それにシキだけは、最初から触れられていても嫌じゃなかった。
むしろ触れていいのは。
「……こうやって触れるのを許しているのは、シキだけよ。婚約は継続でいいわ」
クリスティーナの返事に、シキの瞳が甘く溶けた。
「ありがとうございます、ティナ。良かった。自分からちゃんと婚約してほしい、って言いたかったんですよね。ティナに先を越されていますから」
「あ、あれは!」
「あ、それもちゃんと思い出しているんですね」
記憶を思い出したティナにすれば、昨日のことのように感じられてしまう恥ずかしい記憶。

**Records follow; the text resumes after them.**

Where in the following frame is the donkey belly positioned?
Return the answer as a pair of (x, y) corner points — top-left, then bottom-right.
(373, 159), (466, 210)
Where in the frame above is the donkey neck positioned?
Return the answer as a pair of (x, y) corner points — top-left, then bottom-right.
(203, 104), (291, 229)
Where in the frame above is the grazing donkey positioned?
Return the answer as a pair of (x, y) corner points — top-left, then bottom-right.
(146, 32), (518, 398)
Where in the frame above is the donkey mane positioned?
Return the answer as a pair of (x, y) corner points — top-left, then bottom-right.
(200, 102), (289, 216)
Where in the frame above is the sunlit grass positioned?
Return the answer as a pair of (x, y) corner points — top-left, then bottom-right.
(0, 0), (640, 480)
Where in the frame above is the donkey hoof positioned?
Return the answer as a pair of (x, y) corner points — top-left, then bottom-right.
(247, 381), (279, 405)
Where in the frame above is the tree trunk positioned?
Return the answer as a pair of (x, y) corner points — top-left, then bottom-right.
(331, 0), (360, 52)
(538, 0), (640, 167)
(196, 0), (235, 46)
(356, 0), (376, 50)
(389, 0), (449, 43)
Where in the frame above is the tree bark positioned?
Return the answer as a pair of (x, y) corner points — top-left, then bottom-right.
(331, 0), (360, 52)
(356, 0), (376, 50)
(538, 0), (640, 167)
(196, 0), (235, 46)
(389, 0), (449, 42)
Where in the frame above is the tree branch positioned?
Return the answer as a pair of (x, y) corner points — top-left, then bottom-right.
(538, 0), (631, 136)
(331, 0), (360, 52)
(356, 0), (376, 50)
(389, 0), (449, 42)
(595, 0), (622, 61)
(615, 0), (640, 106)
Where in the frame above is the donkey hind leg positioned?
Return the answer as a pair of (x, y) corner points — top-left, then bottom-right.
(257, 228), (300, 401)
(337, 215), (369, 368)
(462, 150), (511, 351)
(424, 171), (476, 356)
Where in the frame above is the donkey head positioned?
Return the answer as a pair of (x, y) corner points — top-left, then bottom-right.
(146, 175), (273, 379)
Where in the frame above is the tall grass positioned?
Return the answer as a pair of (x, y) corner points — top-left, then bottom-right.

にこにこと嬉しそうにこちらを見るシキを見ると、ティナはいたたまれなくなりそっと視線を外した。
「これで堂々とイチャイチャできますね。レオンも安心するでしょう。これからもよろしくお願いしますね、ティナ」
ちゅっ、とかわいらしい音が鳴ったと思った時には、すでに口づけられた後。
ピシリと固まっているクリスティーナの唇に、シキがとんとんと指で触れた。
「今も過去も、ここは私だけのものです。だから誰にも触れさせないで」
シキの言葉に行動に初心なクリスティーナは羞恥心が限界を超えし、顔を見られないように慌ててシキの胸に顔を埋めた。
そんなクリスティーナの行動はシキを喜ばせるだけで、嬉しそうにぎゅっと強く抱きしめられたのは言うまでもない。